Paul
Goble
Staunton, October 17 – The Russian
Federation finds itself in a Zugswang,
a German term for a situation in which any move leads to a loss, according to
the editor of “Kulturolog.” And in its case, the situation is especially dire
because the country increasingly finds itself forced to choose between
disintegration and dictatorship.
In an article entitled “Between Wahhabis
and Storm Troopers” on the Ruskline.ru portal yesterday, Andrey Karpov says that
his conviction on that point has only grown and that if Russia continues to
develop as it is the range of choices will continue to narrow and there will be
no good choices left (ruskline.ru/news_rl/2013/10/16/mezhdu_vahhabitami_i_shturmovikami/).

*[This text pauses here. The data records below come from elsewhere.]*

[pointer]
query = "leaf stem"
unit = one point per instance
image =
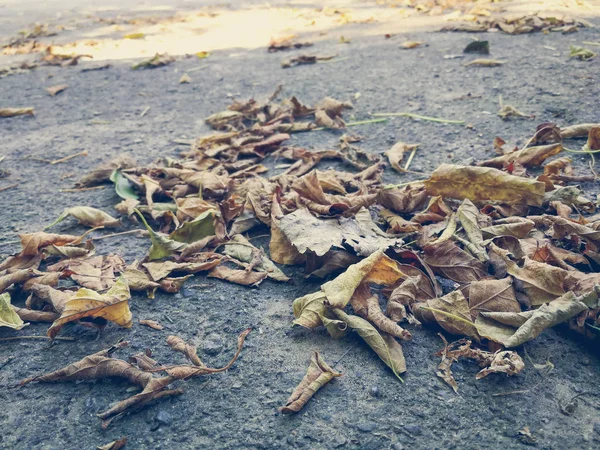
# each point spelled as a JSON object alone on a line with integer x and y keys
{"x": 418, "y": 116}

Nowhere is this more true than with
regard to what Russians call “the nationality question.” One “wall” of this narrowing corridor
consists of migrant workers. It isn’t bad that they have come; it is tragic
that they have come so quickly and in such numbers that they cannot hope to be
assimilated or adapted.
But even “the presence of national
enclaves” would not be so bad for Russia if they were “formed by the cultural
nucleus of other nations.”
Unfortunately, Karpov argues, those who come are cut off from their own
national cultures in many cases, and once in Russia, they represent an
increasingly primitive and even “barbaric” stratum.
This
can be seen, he suggests, is the attitude of many migrants to Islam. They are most attracted to forms of that
world religion that “do not require any spiritual or intellectual efforts but
simply repeat the usual passions, in particular, a feeling of superiority of ‘the
true believers’ over ‘the unbelievers.’”
“As
a result,” the editor says, “we have not simply barbarism” but an aggressive
group of people who justify their anger by identifying with Wahhabism, “a
doctrine which legitimizes aggression.”
From
certain points of view, their behavior looks like “an attack by the periphery
on the metropolis, precisely like the one that led to the fall of Rome.” Indeed, Karpov says, “today Russia risks
repeating the fate of the Western Roman Empire” if it doesn’t address the
danger that this “barbarism” represents.
But
in dealing with that “wall” that is closing in on Russia, Russians “must not
forget about the other wall of this corridor,” a wall that is also rapidly
closing in on the country. It consists
of “domestic barbarism,” of those who argue that Russians must take up arms and
repress the threat they see arising from migrants.
This
wall is typically called “’’Russian’ nationalism,” Karpov continues, but there
is little or nothing genuinely “Russian” about it. Like a mirror image of the
migrants, those who call themselves Russian nationalists or are labeled such by
others lack a deep attachment to their nation and to its religion.
For
most of them, “Orthodoxy is understood superficially” and involves wearing a cross
at most. They have little understanding of
Russian history or its culture, and as a result, “the model of the behavior of
such ‘Russian’ nationalists is international,” a kind of intensified barbarism
which resembles “Hitlerite fascism.”
“Under
normal conditions,” Karpov says, such nationalism would not find support among
many Russians, but given the barbarism of the immigrants and “when neither the
authorities nor society can offer any other mechanisms to counter the threat of
losing everything – national identity, the country and even life itself, the
easiest solution becomes the most in demand.”
But
the rise of this kind of nationalism, however much it may justify itself by
reference to the behavior of the migrants, carries its own risks. If it
triumphs, then the immigrants will cease to be the dominant feature on Russian
streets. Instead and in many ways even more disturbingly, they will be pushed
aside by the march of “storm trooper.”
Unless
the country changes course, the editor argues, the choice between “the collapse
of the Russian metropolis or ‘a Russian dictatorship’ with each day is becoming
ever more inevitable.” Very little time
remains to find the move which will get Russia out of this Zugswang and the disasters it points to.